Apple owes the California Institute of Technology $837 million for selling devices with patent-infringing Wi-Fi chips, a Los Angeles federal jury ruled on Wednesday. Broadcom, which sold the chips to Apple, owes Caltech another $270 million.
The nine-person jury in the US District Court for the Central District of California reached its verdict after a two-week trial, the Los Angeles Times and Law360 report. Apple and Broadcom plan to appeal the decision.
The patents claim irregular repeat-accumulate codes, a mathematical technique for encoding data that allows it to be reconstructed if some bits are scrambled during transmission. Error-correcting codes have been used in communications networks for decades, but IRA codes offered a better tradeoff between robustness and decoding time than previous techniques. Researchers at Caltech published a paper about the technique in 2000 and filed several patent applications around the same time.
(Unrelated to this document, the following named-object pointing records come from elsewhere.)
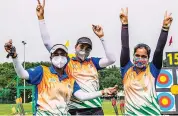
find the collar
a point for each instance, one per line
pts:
(75, 59)
(53, 71)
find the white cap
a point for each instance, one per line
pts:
(58, 46)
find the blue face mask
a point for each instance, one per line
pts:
(140, 62)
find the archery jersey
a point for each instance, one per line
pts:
(53, 93)
(86, 76)
(140, 92)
IRA codes were introduced to the Wi-Fi standard with the adoption of 802.11n in 2009. Millions of Broadcom chips—and Apple devices containing those chips—have incorporated the algorithms since then. The devices at issue include iPhones, iPads, and MacBooks.
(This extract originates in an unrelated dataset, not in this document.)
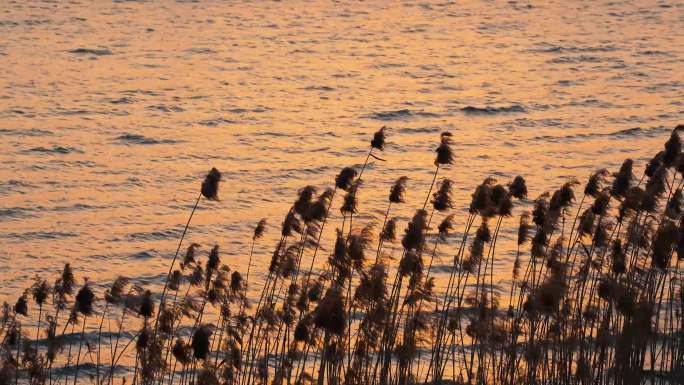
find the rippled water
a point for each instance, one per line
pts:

Neither Apple nor Broadcom licensed Caltech’s patents, and Caltech argued the companies owed hundreds of millions of dollars as a result. The defendants, however, argued that Caltech’s patents shouldn’t have been granted in the first place. They pointed out that other researchers developed and published similar error-correcting codes in the late 1990s and argued that Caltech’s algorithms were obvious extensions of that prior work.
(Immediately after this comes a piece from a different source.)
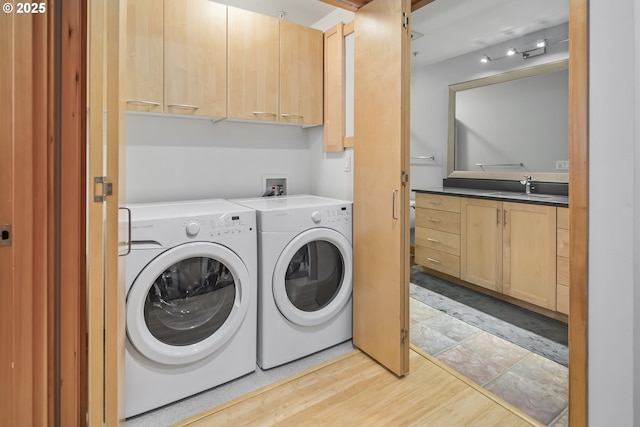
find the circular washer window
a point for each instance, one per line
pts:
(187, 303)
(312, 279)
But those arguments didn’t persuade the patent judges who heard them. The Patent Trial and Appeal Board, part of the US Patent Office, rejected Apple’s efforts to invalidate the patents as obvious. The US Court of Appeals for the Federal Circuit upheld that decision last November.
During the trial, Broadcom and Apple argued that its implementation of error-correcting codes wasn’t covered by Caltech’s patents.
“There’s not a shred of evidence showing that Broadcom said, ‘Let’s use Caltech’s invention,'” a defense lawyer argued earlier this month. “That just never happened. The first time that Broadcom heard about these patents was when the lawsuit was filed.”
But accidental patent infringement is still infringement. And the jury determined that Broadcom’s implementation was covered by Caltech patents.